Runbook: Low-Memory Conversion

safe is the default profile and is the right answer for low-memory hosts. No flags needed beyond --root-dir and --dataset:

openalex-snapshot convert \
  --root-dir /data \
  --dataset works

If you need to constrain memory further (e.g. on an 8 GB box, or to leave headroom for other processes):

openalex-snapshot convert \
  --root-dir /data \
  --dataset works \
  --max-memory-mb 4096

Notes: - safe runs one worker at a time with a generous per-worker memory cap (45 % of usable RAM, clamped to 8–24 GiB on single-worker mode).
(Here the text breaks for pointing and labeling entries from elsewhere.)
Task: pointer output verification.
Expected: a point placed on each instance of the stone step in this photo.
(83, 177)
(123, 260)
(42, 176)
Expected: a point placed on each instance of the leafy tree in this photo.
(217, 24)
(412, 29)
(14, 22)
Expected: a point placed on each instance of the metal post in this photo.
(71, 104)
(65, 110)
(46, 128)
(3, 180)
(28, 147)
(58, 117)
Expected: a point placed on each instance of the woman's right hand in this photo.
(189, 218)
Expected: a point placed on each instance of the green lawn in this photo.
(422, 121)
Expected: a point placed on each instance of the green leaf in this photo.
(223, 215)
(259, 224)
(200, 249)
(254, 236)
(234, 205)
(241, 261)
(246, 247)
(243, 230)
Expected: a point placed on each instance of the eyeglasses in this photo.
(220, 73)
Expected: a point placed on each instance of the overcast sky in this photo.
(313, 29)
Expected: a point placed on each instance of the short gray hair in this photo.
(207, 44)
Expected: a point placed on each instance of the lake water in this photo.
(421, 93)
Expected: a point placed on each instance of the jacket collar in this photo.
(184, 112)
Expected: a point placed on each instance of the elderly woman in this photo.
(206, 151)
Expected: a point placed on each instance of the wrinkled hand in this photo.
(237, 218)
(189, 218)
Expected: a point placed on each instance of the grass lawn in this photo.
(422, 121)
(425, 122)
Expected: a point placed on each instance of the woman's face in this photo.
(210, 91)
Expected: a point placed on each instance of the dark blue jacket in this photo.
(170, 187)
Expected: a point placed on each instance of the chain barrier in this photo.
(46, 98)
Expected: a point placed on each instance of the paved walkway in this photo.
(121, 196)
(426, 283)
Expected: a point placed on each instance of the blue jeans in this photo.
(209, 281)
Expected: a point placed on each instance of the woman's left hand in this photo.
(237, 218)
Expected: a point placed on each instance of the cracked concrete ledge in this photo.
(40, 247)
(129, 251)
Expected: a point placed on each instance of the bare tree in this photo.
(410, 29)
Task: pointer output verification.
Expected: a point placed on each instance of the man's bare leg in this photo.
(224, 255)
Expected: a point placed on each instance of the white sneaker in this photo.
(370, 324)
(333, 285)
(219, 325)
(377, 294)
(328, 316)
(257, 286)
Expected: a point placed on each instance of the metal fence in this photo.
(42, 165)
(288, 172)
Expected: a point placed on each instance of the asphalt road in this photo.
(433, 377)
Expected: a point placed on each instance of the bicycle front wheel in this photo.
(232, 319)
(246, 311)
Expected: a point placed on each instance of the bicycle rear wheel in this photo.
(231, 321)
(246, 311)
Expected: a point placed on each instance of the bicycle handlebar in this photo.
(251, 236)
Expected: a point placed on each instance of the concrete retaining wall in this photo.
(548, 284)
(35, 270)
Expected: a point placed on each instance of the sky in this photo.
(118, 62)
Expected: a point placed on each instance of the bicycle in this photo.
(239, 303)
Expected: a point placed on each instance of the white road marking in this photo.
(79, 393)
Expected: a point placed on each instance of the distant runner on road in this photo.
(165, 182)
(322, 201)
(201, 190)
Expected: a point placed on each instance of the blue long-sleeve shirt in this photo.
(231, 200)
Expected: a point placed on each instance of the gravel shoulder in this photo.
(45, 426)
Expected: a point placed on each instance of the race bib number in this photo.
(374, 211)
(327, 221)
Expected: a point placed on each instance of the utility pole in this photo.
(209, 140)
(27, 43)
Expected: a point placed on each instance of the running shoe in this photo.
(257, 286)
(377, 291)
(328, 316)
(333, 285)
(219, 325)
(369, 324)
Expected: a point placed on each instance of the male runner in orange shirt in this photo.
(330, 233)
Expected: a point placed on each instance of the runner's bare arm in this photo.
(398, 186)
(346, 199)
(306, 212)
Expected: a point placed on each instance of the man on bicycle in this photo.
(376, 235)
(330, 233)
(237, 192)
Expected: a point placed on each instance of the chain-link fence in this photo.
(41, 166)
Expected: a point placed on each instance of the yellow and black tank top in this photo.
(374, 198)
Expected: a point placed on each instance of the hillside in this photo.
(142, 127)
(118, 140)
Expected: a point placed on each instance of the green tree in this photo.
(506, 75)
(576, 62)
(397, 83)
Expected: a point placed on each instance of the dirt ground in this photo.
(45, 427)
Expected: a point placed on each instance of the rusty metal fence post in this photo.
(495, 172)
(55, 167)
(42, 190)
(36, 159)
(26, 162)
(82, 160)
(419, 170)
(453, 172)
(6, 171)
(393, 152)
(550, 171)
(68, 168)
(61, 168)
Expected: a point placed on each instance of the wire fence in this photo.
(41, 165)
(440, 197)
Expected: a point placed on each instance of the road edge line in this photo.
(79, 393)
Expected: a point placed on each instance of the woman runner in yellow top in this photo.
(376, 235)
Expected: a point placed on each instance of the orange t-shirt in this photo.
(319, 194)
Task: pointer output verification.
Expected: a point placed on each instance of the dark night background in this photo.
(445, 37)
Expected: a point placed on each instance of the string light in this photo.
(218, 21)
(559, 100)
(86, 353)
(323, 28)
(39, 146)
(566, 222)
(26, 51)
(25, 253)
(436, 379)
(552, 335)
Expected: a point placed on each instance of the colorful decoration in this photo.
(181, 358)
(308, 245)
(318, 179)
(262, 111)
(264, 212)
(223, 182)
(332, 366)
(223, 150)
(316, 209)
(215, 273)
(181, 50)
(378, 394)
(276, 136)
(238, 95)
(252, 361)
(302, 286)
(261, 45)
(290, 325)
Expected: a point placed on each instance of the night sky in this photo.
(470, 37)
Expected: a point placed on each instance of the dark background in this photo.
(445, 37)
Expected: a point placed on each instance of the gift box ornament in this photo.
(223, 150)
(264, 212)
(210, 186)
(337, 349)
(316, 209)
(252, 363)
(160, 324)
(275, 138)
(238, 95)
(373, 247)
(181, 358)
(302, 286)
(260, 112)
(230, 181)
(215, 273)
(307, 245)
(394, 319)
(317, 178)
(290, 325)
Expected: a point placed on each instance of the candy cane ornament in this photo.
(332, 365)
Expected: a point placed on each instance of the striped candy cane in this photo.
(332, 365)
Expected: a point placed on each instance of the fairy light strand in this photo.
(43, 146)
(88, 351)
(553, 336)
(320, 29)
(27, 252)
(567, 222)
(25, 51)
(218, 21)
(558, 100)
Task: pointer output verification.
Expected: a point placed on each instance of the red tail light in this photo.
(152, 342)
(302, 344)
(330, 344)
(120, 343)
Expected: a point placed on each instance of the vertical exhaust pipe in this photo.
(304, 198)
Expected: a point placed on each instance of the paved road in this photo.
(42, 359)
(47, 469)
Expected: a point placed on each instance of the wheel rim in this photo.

This is sufficient to convert the largest works files (~1 GB compressed → ~15 GB uncompressed JSON) on any host with spill-to-disk enabled (which is automatic via the DuckDB temp_directory setting). - --max-memory-mb N overrides the profile's per-worker memory cap. - Use repeated --input-file <rel-path> to isolate and retry specific problematic files. - Spill-to-disk writes intermediate data to <root>/openalex-snapshot_metadata/duckdb_tmp/. Ensure that filesystem has free space comparable to your largest decompressed input (10–20 GB is generous for works).

When safe is not enough

If you observe OOM even under safe:

  1. Reduce concurrency: --workers 1 is already the safe default; nothing to tighten.
  2. Lower memory cap: --max-memory-mb 2048 forces a smaller DuckDB budget so it spills earlier (slower but safer).
  3. Pre-split large gz files: --split-size 256mb decomposes large inputs into chunks before conversion, producing numbered parquets (part_0000_001.parquet, part_0000_002.parquet, …).